Компания распалась, кто уехал с Цыганом, кто ушел сам по себе.
Чудик и Седой устроились под сарайчиком, толковали уважительно, как равные.
Сегодня там, на крыше школы, он вошел в голубятницкий фольклор, теперь будут говорить «Який Седой? С Курмыша, шо злую белую поймал сачком?»
Вышла теща, послала Чудика в магазин.
Седой вернулся в свой двор. Вертел ключ, предвкушая, как свяжет белую, выпустит ее во двор и станет любоваться. Было празднично на душе у него, как будто Первомай сегодня и все радуется, шумит вокруг.
Он распахнул дверь и увидел курицу в сарайчике. Седой отлично помнил, что курицу здесь не запирал. Курица не заметалась с кудахтаньем, когда он замахнулся на нее, она спокойно пошла от него и вдруг исчезла. Испуг стянул ему затылок холодом: два саманных кирпича из стены сарайчика были вынуты. Седой упал на колени перед ящиком — почему он здесь, у стены? И, уже зная, что белой под ним нет, поднял ящик.

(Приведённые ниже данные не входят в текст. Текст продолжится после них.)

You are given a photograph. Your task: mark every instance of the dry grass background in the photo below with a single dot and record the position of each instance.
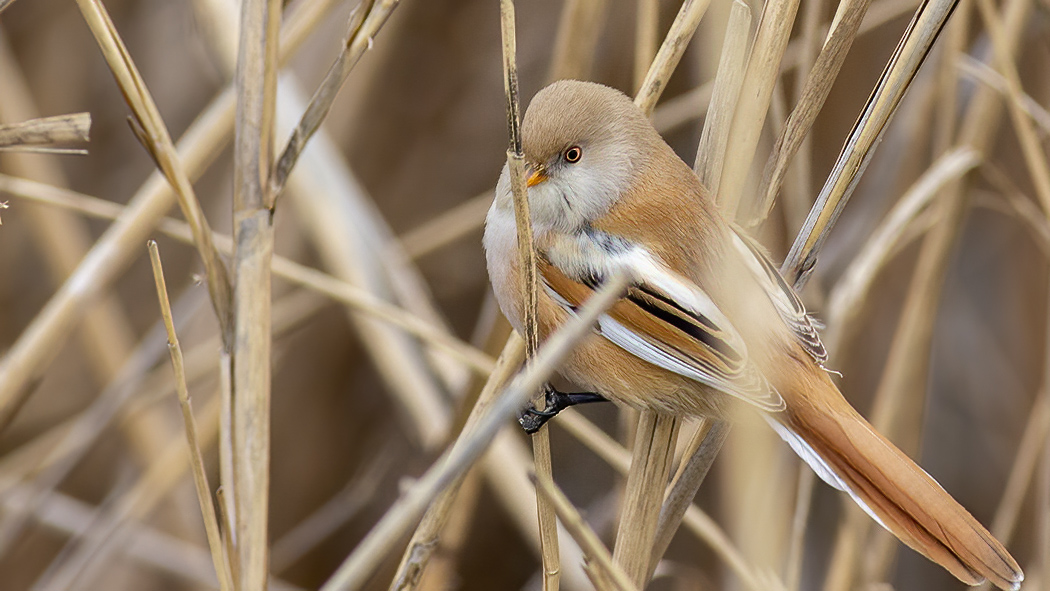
(96, 489)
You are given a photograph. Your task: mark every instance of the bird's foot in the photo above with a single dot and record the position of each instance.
(531, 419)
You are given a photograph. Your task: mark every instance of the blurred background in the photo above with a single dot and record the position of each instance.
(392, 198)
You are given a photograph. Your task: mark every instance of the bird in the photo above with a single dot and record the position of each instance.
(707, 322)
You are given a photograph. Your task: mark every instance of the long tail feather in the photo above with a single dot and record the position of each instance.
(847, 452)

Однажды в темной улице Седой налетел на встречного велосипедиста — страшный в своей внезапности оглушающий удар, его выбросило из седла, он полетел вверх, в черноту, вскинув руки.
Прежде Седой с робостью проходил мимо городского управления милиции — вечное скопище милицейских мотоциклов и «газиков» у подъезда и решетки на окнах свидетельствовали о секретной жизни в недрах красного кирпичного здания. Сейчас в глазах стояла белая развороченная стена; одна мысль гнала его успеть перехватить белую прежде, чем Цыган продаст ее или променяет. Он не долго бегал по коридорам, ему указали угловую комнату. Он дернул дверь, радостно вскрикнул — Жус здесь, удача!
Жус улыбнулся Седому, указал глазами на другого сотрудника, казаха в мундире на вате, дескать, при нем нельзя, и вскоре вслед за Седым вышел в коридор. Здесь, вглядываясь в лица проходивших сотрудников — на каждом печать опасной работы, — Седой рассказал, как Цыган втравил его в спор с Чудиком, как исчезла белая.
Жус вернулся в комнату, позвонил в диспетчерскую автобазы (Седой стоял под дверью слушал), спросил, скоро ли поедет на обед Николай Курлыков. Вышел, проводил Седого до лестницы.